General characteristics
- Class & type: Meteoro class BAM
- Displacement: 2860 tons full load
- Length: 93.9 metres (308 ft)
- Beam: 14.2 metres (47 ft)
- Draft: 4.2 metres (14 ft)
- Propulsion: 2 diesel engines; 4 groups diesel generators; 2 electric motors propellers; 1 Emergency generator; Located 2 cross bow thruster;
- Speed: 20 knots (37 km/h; 23 mph)
- Range: 3,500 nautical miles (6,500 km; 4,000 mi)
- Complement: 46 crew and 30 forces
- Armament: 1 cannon 76 mm/62 gun; 2 x 25 mm automatic mountings; 2 × 12.7 mm machine guns;
- Aircraft carried: 1 × NH-90

= Spanish patrol vessel Audaz =

Spanish Navy patrol vessel commissioned in 2018

Audaz (P-45) is an offshore patrol vessel and the fifth of the Meteoro class created for the Spanish Navy. It is the fourth Navy ship to carry this name. The patrol vessel was built in the Navantia's shipyard in San Fernando.

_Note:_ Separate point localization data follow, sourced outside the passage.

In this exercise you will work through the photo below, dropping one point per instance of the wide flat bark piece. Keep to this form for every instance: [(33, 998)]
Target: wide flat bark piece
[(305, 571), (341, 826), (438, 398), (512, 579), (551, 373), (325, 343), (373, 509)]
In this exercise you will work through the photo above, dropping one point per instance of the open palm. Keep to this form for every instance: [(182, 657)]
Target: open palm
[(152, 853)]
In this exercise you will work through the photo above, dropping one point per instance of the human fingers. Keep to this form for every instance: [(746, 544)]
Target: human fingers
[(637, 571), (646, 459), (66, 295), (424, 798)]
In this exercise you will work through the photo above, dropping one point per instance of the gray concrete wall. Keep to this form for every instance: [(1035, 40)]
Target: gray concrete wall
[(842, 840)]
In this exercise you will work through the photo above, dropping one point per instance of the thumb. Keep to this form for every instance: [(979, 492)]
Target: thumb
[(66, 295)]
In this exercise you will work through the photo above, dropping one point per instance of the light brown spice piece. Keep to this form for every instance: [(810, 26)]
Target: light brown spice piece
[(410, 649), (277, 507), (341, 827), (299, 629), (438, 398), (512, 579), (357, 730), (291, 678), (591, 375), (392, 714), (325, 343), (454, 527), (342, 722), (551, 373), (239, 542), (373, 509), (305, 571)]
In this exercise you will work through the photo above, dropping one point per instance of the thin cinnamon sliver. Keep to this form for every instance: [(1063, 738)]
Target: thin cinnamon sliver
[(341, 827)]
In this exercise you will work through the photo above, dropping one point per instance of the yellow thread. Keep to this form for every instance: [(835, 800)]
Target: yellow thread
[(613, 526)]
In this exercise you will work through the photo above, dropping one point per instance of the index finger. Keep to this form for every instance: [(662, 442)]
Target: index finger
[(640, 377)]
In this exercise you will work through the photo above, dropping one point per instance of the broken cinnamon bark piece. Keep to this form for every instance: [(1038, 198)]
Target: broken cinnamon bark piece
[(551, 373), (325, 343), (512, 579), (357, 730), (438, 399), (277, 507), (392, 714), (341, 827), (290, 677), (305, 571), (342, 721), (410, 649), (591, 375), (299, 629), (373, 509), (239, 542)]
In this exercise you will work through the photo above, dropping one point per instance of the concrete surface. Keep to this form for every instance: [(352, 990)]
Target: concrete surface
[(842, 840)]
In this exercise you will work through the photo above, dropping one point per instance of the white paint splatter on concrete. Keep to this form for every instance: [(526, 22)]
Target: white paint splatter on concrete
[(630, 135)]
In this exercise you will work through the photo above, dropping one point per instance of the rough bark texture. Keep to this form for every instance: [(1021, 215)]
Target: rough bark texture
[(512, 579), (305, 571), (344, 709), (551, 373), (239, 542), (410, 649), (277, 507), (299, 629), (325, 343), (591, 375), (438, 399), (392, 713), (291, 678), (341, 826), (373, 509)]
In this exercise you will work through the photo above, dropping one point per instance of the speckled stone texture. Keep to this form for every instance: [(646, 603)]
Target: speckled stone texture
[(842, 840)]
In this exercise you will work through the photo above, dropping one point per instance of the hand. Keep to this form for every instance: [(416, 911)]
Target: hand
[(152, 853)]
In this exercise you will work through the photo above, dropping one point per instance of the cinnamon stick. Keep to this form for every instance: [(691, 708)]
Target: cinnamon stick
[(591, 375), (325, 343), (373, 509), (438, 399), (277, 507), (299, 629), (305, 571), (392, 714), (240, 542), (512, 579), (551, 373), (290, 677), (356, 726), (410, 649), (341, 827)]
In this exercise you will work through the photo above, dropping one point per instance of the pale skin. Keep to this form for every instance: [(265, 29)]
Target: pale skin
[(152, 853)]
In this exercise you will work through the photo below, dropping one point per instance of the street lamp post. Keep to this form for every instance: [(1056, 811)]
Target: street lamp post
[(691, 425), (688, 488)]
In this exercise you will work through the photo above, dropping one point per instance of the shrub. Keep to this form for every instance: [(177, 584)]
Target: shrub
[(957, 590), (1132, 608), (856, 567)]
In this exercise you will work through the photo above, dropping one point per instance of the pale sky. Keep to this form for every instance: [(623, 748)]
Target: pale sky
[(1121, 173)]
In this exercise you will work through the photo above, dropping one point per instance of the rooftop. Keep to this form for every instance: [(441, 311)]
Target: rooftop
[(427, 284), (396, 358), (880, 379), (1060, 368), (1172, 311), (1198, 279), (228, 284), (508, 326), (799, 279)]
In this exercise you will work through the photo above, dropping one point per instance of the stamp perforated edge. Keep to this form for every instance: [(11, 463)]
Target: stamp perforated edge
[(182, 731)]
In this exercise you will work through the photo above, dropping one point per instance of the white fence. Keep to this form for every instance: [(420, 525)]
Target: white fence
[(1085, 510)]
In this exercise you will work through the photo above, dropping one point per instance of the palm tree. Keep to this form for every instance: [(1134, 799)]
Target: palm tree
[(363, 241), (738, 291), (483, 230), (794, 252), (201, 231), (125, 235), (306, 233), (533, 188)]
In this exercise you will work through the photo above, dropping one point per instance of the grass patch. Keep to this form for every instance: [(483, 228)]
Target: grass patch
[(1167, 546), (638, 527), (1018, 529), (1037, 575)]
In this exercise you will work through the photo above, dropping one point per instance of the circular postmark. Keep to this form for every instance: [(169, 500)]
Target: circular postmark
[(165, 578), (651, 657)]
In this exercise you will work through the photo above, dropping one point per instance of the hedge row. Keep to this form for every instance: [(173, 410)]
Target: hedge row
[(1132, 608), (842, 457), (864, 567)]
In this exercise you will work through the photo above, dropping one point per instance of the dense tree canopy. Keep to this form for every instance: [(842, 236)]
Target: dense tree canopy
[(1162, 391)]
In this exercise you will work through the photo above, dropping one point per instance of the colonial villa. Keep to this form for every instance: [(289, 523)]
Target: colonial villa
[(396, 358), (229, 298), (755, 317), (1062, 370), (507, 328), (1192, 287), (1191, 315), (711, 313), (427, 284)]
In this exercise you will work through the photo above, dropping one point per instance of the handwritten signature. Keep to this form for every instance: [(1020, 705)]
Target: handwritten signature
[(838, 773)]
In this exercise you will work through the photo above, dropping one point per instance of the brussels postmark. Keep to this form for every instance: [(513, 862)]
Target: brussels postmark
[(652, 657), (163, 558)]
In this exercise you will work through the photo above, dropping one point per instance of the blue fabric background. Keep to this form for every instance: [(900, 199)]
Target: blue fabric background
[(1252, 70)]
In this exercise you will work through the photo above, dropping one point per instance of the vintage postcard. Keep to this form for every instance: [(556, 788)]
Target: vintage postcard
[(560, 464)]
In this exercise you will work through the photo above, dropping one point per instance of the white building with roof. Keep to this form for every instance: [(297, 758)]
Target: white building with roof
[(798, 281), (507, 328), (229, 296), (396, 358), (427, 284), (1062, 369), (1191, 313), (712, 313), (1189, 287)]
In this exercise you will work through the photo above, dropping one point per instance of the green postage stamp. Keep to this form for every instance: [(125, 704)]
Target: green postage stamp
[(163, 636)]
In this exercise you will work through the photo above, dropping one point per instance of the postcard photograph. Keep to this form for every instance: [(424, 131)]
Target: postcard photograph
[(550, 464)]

==Order and construction==
On May 7, 2014, SEPI announced that it had approved the construction of two new units, one to be built at the Cádiz shipyard in San Fernando / Puerto Real and the other at Ferrol. The first sheet metal cut for these vessels, was carried out simultaneously in the shipyards of the bay of Cádiz and those of the Ferrol estuary on December 5, 2014. Order No. DEF/1564/2015 was published in the Official State Gazette on June 26, 2015, which names of these two ships as Audaz (P-45) and Furor (P-46).

The ship was laid down on April 29, 2016, and launched on March 30, 2017, at the San Fernando shipyard. The operational tests were done between the 15 and 21 of May 2018. The ship was commissioned on July 27, 2018.

== Operational history ==
The Audaz was assigned to the Naval Base of Cartagena where it arrived in September 2018.

It first mission was assigned on 20 August 2019. It consisted of heading to the island of Lampedusa, Italy to escort the Open Arms vessel to the port of Mahon, Spain after Italian interior minister, Matteo Salvini, denied the ship's entry to the country.